Unfortunat­ely for the Prime Minister, they couldn’t. Because just as he was beginning to field their questions, he vanished into thin air.

Being in self-isolation, Mr Johnson is barred from the Commons, and is instead obliged to address it by video link from a room in 10 Downing Street. Having delivered an initial statement on the next batch of Covid restrictio­ns, he was attempting to reassure Mark Harper, a leading Tory lockdown sceptic – when suddenly, something seemed to go wrong with his laptop.

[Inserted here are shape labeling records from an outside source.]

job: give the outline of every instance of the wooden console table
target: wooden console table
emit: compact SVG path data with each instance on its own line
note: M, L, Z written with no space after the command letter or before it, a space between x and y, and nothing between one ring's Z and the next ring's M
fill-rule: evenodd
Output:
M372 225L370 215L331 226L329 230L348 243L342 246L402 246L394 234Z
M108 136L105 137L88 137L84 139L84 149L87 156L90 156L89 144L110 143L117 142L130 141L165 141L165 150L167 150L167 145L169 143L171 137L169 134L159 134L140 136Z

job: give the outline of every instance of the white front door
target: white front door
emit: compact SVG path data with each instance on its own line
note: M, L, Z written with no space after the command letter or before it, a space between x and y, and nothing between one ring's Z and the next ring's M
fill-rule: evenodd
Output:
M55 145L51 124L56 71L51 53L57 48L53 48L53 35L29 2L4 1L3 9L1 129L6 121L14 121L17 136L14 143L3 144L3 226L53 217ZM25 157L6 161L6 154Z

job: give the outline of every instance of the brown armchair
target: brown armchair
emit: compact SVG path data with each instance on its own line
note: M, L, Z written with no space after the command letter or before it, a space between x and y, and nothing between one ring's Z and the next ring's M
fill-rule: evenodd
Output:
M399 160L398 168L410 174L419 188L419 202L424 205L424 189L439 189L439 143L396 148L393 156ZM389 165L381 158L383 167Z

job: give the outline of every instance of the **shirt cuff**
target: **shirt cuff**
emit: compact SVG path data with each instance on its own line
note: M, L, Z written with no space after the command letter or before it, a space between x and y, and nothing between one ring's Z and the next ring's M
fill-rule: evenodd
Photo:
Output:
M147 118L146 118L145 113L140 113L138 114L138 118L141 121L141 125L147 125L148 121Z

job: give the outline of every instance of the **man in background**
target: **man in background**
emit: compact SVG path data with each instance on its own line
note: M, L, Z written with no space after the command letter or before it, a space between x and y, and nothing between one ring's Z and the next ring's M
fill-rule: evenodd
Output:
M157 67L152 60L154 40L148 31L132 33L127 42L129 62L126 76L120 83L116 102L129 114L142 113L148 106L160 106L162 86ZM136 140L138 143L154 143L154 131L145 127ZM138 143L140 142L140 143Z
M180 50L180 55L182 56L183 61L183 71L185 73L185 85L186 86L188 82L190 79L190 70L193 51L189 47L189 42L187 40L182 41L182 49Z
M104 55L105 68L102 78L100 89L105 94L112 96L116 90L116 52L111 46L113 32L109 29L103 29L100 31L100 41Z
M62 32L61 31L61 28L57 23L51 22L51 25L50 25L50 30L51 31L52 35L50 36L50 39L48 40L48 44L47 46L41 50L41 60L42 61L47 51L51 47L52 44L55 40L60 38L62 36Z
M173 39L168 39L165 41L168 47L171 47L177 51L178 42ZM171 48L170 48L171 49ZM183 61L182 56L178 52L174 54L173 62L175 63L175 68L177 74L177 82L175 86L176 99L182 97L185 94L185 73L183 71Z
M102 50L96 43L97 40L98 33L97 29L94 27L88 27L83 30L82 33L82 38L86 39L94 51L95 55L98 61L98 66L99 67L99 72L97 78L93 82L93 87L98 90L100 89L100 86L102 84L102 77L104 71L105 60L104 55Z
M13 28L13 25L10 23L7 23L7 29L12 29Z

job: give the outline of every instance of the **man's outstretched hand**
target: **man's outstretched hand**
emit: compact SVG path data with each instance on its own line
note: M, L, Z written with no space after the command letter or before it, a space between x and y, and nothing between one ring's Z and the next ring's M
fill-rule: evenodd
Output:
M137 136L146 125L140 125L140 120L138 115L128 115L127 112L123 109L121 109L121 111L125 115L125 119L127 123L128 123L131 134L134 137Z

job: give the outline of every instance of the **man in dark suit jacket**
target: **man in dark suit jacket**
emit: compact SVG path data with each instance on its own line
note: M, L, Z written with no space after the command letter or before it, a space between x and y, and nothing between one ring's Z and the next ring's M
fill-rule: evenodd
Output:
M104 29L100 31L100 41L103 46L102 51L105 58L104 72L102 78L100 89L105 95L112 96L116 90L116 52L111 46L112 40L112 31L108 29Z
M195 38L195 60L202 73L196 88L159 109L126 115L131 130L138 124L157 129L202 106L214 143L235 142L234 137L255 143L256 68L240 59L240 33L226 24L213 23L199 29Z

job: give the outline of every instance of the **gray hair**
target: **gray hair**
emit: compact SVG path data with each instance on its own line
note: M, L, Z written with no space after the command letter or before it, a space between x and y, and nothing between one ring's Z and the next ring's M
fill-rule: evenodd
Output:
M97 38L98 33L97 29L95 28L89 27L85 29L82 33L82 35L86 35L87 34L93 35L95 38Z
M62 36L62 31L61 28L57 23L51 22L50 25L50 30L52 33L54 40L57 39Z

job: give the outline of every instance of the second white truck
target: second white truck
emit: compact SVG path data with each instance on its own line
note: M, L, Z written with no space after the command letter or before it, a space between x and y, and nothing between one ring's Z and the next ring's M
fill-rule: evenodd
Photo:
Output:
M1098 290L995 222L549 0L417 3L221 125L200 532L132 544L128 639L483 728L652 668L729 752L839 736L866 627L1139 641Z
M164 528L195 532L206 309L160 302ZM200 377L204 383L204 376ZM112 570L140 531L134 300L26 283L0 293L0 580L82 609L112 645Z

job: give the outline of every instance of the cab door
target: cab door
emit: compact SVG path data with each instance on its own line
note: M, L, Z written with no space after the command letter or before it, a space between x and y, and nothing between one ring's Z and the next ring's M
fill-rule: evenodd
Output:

The sound died. On the giant screens above the chamber, the Prime Minister could still be seen, declaiming passionate­ly away – but no one could hear a word he was saying.

Chaos reigned. “Prime Minister? Prime Minister?” cried the Speaker. “We’ve lost your answer… You’re muted! Have you pressed the mute button by mistake?”

The question seemed somewhat impertinen­t. Surely Mr Johnson wouldn’t have made such an elementary error. Not after all those technology lessons he was given by Jennifer Arcuri.

Still, whatever the problem was, it wasn’t going away. The screen remained silent. MPS started to laugh. The Speaker cast about in despair.

“I wonder if the Health Secretary would like to take over with the answering,” he sighed.

Abruptly the Prime Minister’s voice returned. “SOME PROBLEM WITH THE SOUND!” it yelled. Then immediatel­y it vanished again.

Oh dear. Mr Johnson was clearly struggling. Someone would have to go in and help him. Except they couldn’t – because he was self-isolating.

And so, as per the Speaker’s request, Matt Hancock took the Prime Minister’s place, and attempted to answer questions about his boss’s statement. Ten minutes passed… 15 … 20. “We’re still hoping to reconnect with the Prime Minister,” said the Speaker, after 25. Another five minutes passed. Then another. And another…

Finally, 50 minutes after his disappeara­nce, Mr Johnson reappeared on screen. His voice was back, too. At last – a successful reset.

“I hope viewers didn’t think I was trying to evade scrutiny,” he said, anxiously.

Questionin­g of the Prime Minister resumed. Up shot Sir Desmond Swayne. The MP for New Forest West is possibly the fiercest of all Tory lockdown critics. Which he now demonstrat­ed, by glaring up at Mr Johnson’s face on the giant screen – and barking, “HE LOVED BIG BROTHER!”

His question wasn’t much friendlier. “The last ruler who told us how we may or may not celebrate Christmas,” seethed Sir Desmond, with a distinct hint of menace, “was Oliver Cromwell. DIDN’T END WELL, DID IT?”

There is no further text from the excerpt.